No frills fare
Good food at reasonable prices is Aangan's USP
Delicious vegetarian spread: At Aangan Pic. by R. Ragu
AT AANGAN, there's always room for one more. Or in a crunch - ten more. Head there on an average night and you'll find yourself rubbing naans with a wide assortment of people from Punjabi families bonding over fragrant stuffed kulchas to hip crowds of students in carefully frayed jeans guzzling glass after glass of lassi.
The relatively new restaurant has already got a large, and devoted, fan following, judging by how most of its customers burst in and head straight to the cash counter to chat with Hemant and Bina Gupta, Aangan's charming owners.
Being a social butterfly, by the way, will stand you in good stead here. For, if the restaurant is full, instead of making you wait, Bina is likely to seat you at a table with other customers.
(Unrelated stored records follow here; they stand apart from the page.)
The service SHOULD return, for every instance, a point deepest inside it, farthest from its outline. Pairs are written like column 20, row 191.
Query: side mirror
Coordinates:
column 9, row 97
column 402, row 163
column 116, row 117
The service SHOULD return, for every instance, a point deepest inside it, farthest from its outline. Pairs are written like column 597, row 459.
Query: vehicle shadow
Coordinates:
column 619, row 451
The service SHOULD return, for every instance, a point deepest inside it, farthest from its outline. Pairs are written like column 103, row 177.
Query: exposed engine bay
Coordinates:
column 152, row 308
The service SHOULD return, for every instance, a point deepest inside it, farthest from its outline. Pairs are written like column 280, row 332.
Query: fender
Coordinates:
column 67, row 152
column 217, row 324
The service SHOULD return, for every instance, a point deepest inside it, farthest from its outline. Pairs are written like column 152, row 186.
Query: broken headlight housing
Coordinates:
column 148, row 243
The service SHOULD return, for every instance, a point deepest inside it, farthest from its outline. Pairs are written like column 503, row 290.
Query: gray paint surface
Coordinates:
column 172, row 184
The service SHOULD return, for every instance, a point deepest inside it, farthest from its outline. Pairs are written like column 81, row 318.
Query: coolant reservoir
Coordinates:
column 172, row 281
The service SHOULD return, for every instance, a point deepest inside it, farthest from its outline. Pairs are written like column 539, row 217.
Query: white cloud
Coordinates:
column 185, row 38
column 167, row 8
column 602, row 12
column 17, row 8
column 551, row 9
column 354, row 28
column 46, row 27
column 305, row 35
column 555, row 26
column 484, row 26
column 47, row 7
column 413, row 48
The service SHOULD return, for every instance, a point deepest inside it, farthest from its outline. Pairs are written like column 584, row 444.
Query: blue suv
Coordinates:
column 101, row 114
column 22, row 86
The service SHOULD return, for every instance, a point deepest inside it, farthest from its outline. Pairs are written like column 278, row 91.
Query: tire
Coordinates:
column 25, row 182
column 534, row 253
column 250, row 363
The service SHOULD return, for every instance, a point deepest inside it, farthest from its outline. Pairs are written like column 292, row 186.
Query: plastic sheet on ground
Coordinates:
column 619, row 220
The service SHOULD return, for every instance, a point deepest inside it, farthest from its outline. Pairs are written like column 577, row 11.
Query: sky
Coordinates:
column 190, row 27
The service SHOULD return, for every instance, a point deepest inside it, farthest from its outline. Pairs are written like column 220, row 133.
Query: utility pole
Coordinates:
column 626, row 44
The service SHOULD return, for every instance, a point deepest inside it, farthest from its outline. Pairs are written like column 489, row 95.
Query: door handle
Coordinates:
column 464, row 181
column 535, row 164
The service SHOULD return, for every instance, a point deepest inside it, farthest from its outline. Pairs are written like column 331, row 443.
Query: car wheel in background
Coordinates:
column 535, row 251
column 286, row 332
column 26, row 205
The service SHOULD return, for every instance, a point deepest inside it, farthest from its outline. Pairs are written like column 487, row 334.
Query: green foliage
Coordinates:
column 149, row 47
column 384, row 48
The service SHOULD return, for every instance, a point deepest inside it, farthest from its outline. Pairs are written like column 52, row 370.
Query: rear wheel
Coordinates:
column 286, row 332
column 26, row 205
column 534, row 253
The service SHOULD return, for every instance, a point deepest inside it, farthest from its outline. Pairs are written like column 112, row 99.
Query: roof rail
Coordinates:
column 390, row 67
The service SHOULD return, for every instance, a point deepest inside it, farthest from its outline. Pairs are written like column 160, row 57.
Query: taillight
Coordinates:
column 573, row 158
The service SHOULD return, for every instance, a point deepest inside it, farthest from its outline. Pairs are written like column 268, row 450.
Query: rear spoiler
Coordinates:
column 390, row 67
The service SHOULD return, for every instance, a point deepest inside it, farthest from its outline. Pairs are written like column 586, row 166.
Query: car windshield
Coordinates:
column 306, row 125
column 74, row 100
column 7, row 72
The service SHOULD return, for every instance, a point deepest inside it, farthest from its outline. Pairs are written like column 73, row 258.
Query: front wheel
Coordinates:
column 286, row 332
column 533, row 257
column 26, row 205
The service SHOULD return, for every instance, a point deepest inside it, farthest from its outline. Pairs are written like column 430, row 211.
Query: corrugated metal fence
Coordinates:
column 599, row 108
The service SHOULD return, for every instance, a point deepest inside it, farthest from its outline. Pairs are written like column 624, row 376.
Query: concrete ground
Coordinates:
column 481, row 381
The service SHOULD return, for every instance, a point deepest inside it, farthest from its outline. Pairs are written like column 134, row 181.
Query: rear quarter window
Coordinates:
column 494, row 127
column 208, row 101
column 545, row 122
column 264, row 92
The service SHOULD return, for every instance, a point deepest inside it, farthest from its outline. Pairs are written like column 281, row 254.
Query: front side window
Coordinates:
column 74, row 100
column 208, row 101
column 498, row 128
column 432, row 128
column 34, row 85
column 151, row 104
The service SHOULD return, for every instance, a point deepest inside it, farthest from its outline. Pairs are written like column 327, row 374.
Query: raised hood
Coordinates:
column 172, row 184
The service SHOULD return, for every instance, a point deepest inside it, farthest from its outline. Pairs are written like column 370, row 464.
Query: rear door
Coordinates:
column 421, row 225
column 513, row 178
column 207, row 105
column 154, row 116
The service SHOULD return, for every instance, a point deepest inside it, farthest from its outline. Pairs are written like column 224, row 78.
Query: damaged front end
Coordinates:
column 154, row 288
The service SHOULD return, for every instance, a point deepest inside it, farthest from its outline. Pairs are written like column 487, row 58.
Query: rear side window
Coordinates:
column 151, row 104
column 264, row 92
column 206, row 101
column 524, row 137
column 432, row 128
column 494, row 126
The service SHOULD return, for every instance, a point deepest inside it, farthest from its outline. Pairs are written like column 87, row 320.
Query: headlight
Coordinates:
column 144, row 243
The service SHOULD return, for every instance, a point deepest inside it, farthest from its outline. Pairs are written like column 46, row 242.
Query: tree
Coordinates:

So don't take your date here if you're planning a quiet romantic evening - unless, of course, the prospect of having six very interested young men in death metal T-shirts and long hair listening in on every whisper doesn't faze you.
But, the food's good, the service is fast and politely cheerful and the prices are low.
Specialising in North Indian food, Aangan is vegetarian and serves `home food,' apparently an increasingly popular genre these days.
We began with tandoori aloo, and entertained ourselves by eavesdropping on the family seated with us, which was tucking away with relish into a large collection of buttery naans.
Their alu's pretty interesting - they cut the potato into two halves, scoop out the centre, stuff it with a spicy mixture of potato and cashew nuts and then barbeque the entire thing. "Arrey, what alus!" said the friendly head of the hungry family, going on to order his own plate. (Mental note: Advantages of small restaurants, you not only make new friends, but also get to see what every body's eating - it's like a moving, 3D menu.)
For the main course, they have a `makai sweet corn,' which is a rather unusual combination of bright crunchy capsicum and bursts of sweet corn set in a creamy gravy.
And you can mop it with naans or kulchas, delivered piping hot to your table, as you eat.
The menu's is not extensive, and they have no desserts. This is the kind of place you should head to when you want a reasonably priced, good square meal. But, if you're looking for frills, take you Merc and head elsewhere.
A meal for two at Aangan costs about Rs. 150. The restaurant (ph: 9282113785) is on Cathedral Road.